While large 3D-printed objects such as cars or buildings may get a lot of attention, the technology is also used to produce tiny, multi-faceted objects. The latter could soon be whipped up faster and in more detail than ever before, thanks to a new printing system.
If you're 3D-printing an object that's just a few millimeters long – and which includes features that are a fraction of a millimeter in size – then the usual approach of extruding molten plastic out of a nozzle just won't work. Instead, a laser is sometimes used to selectively harden a light-sensitive liquid polymer known as a photoresist. The laser beam focuses on specific areas of that material, one after the other, building up a three-dimensional structure in the process.

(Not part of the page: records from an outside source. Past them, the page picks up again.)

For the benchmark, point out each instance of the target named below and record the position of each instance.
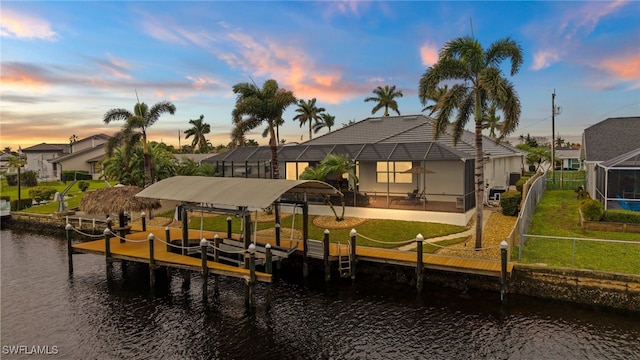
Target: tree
(308, 112)
(135, 127)
(385, 98)
(257, 105)
(17, 162)
(437, 94)
(492, 122)
(326, 121)
(198, 131)
(478, 80)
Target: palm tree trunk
(479, 172)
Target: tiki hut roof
(116, 200)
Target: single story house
(611, 152)
(397, 160)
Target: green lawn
(75, 195)
(557, 215)
(393, 231)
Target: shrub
(71, 175)
(592, 209)
(622, 216)
(520, 183)
(40, 193)
(510, 202)
(12, 179)
(29, 178)
(24, 203)
(83, 185)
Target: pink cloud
(428, 54)
(23, 26)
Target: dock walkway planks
(388, 256)
(138, 251)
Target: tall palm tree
(492, 122)
(198, 131)
(257, 105)
(326, 121)
(137, 123)
(478, 80)
(308, 112)
(385, 98)
(437, 94)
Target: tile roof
(611, 138)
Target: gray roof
(611, 138)
(394, 138)
(253, 193)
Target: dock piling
(353, 234)
(68, 229)
(504, 246)
(204, 246)
(420, 264)
(325, 255)
(152, 262)
(143, 217)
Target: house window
(295, 169)
(394, 173)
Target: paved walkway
(485, 218)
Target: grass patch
(557, 215)
(392, 231)
(75, 195)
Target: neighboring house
(570, 159)
(39, 156)
(611, 152)
(86, 155)
(394, 157)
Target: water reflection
(88, 317)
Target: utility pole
(553, 134)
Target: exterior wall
(496, 171)
(39, 162)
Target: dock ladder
(344, 260)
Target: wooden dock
(137, 250)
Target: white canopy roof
(249, 192)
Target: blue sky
(64, 64)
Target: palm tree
(308, 112)
(385, 97)
(17, 162)
(257, 105)
(437, 94)
(137, 123)
(492, 122)
(326, 121)
(478, 80)
(198, 131)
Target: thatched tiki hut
(116, 200)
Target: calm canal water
(83, 316)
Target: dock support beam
(185, 232)
(504, 246)
(305, 237)
(353, 234)
(68, 229)
(216, 258)
(143, 217)
(325, 255)
(251, 285)
(420, 264)
(152, 263)
(204, 246)
(107, 251)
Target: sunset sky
(64, 64)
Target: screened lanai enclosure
(618, 182)
(426, 176)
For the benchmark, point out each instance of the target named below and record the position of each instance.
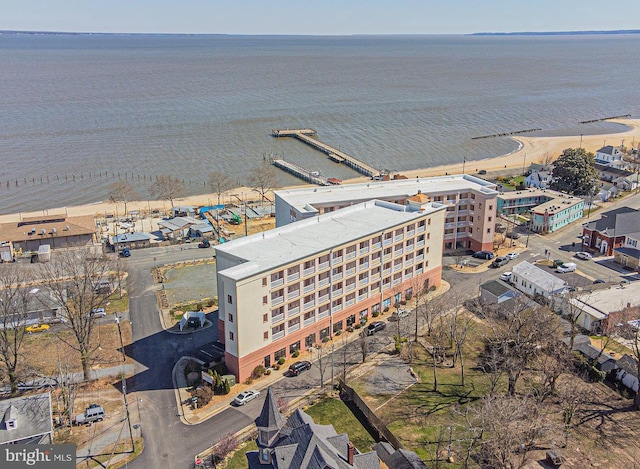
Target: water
(142, 106)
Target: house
(628, 255)
(610, 231)
(496, 292)
(608, 154)
(289, 288)
(546, 210)
(296, 442)
(135, 240)
(470, 202)
(627, 372)
(58, 231)
(540, 176)
(177, 227)
(534, 281)
(26, 420)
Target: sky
(318, 17)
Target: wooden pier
(304, 135)
(312, 177)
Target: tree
(72, 279)
(263, 178)
(122, 191)
(167, 188)
(14, 300)
(574, 172)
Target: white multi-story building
(287, 289)
(470, 204)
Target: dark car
(486, 255)
(500, 261)
(375, 327)
(298, 367)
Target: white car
(585, 256)
(246, 396)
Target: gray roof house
(298, 442)
(26, 420)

According to scientists at Germany's Karlsruhe Institute of Technology, this process usually allows for a maximum printing speed of several hundred thousand voxels per second – a voxel is a single data point within a 3D grid, and is the equivalent of a pixel in a two-dimensional image. And although that may sound pretty fast, it's actually only about one one-hundredth the speed at which inkjet printers produce 2D graphics.

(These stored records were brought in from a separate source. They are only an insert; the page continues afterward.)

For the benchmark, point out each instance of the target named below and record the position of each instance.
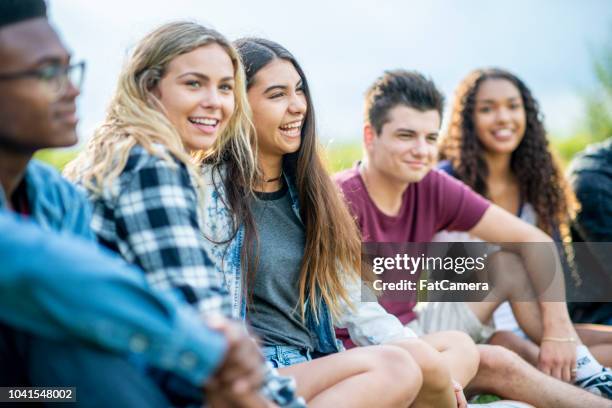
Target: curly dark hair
(540, 179)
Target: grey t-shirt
(273, 309)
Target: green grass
(341, 156)
(58, 158)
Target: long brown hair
(540, 179)
(333, 243)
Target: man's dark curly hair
(540, 180)
(400, 87)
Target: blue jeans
(102, 379)
(285, 356)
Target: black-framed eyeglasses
(56, 76)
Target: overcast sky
(344, 45)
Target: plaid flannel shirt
(150, 216)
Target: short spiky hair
(400, 87)
(15, 11)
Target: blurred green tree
(599, 100)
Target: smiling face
(499, 116)
(405, 150)
(32, 115)
(279, 107)
(197, 93)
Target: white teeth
(204, 121)
(293, 125)
(503, 133)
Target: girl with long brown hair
(290, 252)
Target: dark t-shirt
(438, 202)
(273, 311)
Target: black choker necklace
(274, 179)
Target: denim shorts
(285, 356)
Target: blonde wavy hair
(136, 116)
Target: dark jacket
(590, 176)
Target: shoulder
(447, 167)
(145, 169)
(48, 181)
(596, 158)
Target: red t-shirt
(438, 202)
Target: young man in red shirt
(397, 196)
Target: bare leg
(504, 373)
(442, 356)
(512, 283)
(529, 351)
(525, 348)
(381, 376)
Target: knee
(508, 272)
(509, 340)
(499, 360)
(399, 370)
(436, 373)
(464, 345)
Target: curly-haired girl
(496, 143)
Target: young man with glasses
(72, 314)
(38, 91)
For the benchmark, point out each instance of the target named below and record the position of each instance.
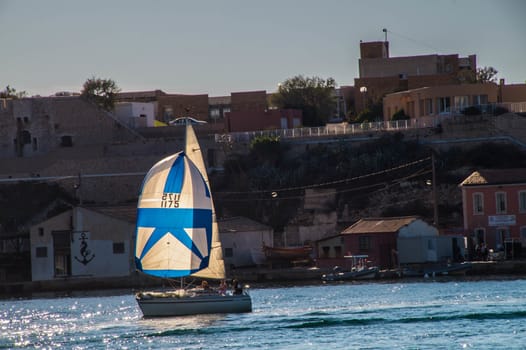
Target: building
(380, 74)
(440, 100)
(136, 114)
(242, 240)
(454, 99)
(82, 243)
(250, 111)
(375, 237)
(494, 209)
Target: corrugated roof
(496, 177)
(125, 213)
(379, 225)
(240, 224)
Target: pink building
(494, 207)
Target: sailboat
(177, 236)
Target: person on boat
(205, 286)
(222, 288)
(237, 289)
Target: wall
(91, 250)
(413, 102)
(246, 246)
(481, 221)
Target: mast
(216, 267)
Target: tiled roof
(140, 94)
(495, 177)
(379, 225)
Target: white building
(136, 114)
(242, 240)
(83, 242)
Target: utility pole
(435, 204)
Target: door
(62, 253)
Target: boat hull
(154, 306)
(364, 274)
(295, 253)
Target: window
(480, 99)
(522, 201)
(500, 202)
(523, 235)
(478, 203)
(443, 104)
(338, 251)
(66, 141)
(118, 247)
(428, 107)
(41, 252)
(479, 236)
(461, 102)
(168, 113)
(364, 243)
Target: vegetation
(102, 92)
(313, 96)
(486, 75)
(372, 113)
(400, 115)
(10, 92)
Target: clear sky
(217, 47)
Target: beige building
(380, 74)
(453, 99)
(436, 100)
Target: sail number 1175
(170, 200)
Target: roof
(140, 94)
(379, 225)
(124, 213)
(240, 224)
(495, 177)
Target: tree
(313, 96)
(9, 92)
(102, 92)
(486, 75)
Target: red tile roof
(495, 177)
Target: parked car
(183, 121)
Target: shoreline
(480, 270)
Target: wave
(338, 321)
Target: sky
(217, 47)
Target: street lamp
(363, 91)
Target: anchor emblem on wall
(84, 251)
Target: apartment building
(380, 74)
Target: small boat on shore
(287, 253)
(454, 269)
(359, 270)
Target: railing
(333, 129)
(358, 128)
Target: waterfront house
(83, 243)
(375, 237)
(494, 208)
(242, 240)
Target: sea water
(430, 314)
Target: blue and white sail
(174, 219)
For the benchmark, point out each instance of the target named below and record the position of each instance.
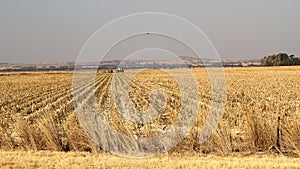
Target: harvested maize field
(261, 113)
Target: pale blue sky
(54, 31)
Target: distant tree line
(281, 59)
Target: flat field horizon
(259, 126)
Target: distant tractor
(110, 71)
(120, 69)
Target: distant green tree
(281, 59)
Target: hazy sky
(55, 30)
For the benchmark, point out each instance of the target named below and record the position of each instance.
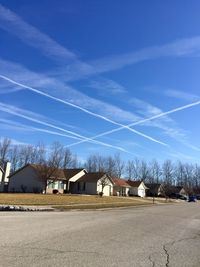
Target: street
(160, 235)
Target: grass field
(72, 201)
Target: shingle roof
(92, 177)
(134, 183)
(60, 174)
(69, 173)
(120, 182)
(153, 186)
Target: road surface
(164, 235)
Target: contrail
(9, 109)
(83, 109)
(142, 121)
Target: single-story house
(4, 173)
(120, 187)
(93, 183)
(137, 188)
(177, 191)
(32, 178)
(155, 189)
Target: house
(137, 188)
(4, 173)
(175, 191)
(120, 187)
(34, 178)
(155, 189)
(93, 183)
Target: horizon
(102, 78)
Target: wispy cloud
(36, 118)
(181, 95)
(12, 23)
(142, 121)
(84, 110)
(106, 86)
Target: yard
(72, 201)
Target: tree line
(58, 156)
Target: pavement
(159, 235)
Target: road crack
(167, 255)
(152, 262)
(166, 247)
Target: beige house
(137, 188)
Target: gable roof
(59, 174)
(92, 177)
(153, 186)
(69, 173)
(120, 182)
(134, 183)
(176, 189)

Working with colleagues from Australia's Queensland University of Technology, the Karlsruhe researchers devised a new system, in which the usual one laser beam is optically split into nine partial beams. All of those "sub-beams" move independently, but also simultaneously, with each one focussing on a different area of the photoresist.
As a result, a 3D printing speed of approximately 10 million voxels per second is possible.
In a demonstration of the system, the team printed a rectangular cube that's 60 cubic millimeters in size, but that also has a lattice-like inner structure consisting of features on the micrometer scale (a micrometer is one one-thousandth of a millimeter). All told, it contains over 300 billion voxels, which is reportedly a new world record.
Once developed further, it is hoped that the technology could find use in fields such as optics and photonics, material sciences, bioengineering, and safety engineering. The research is described in a paper that was published last month in the journal Advanced Functional Materials.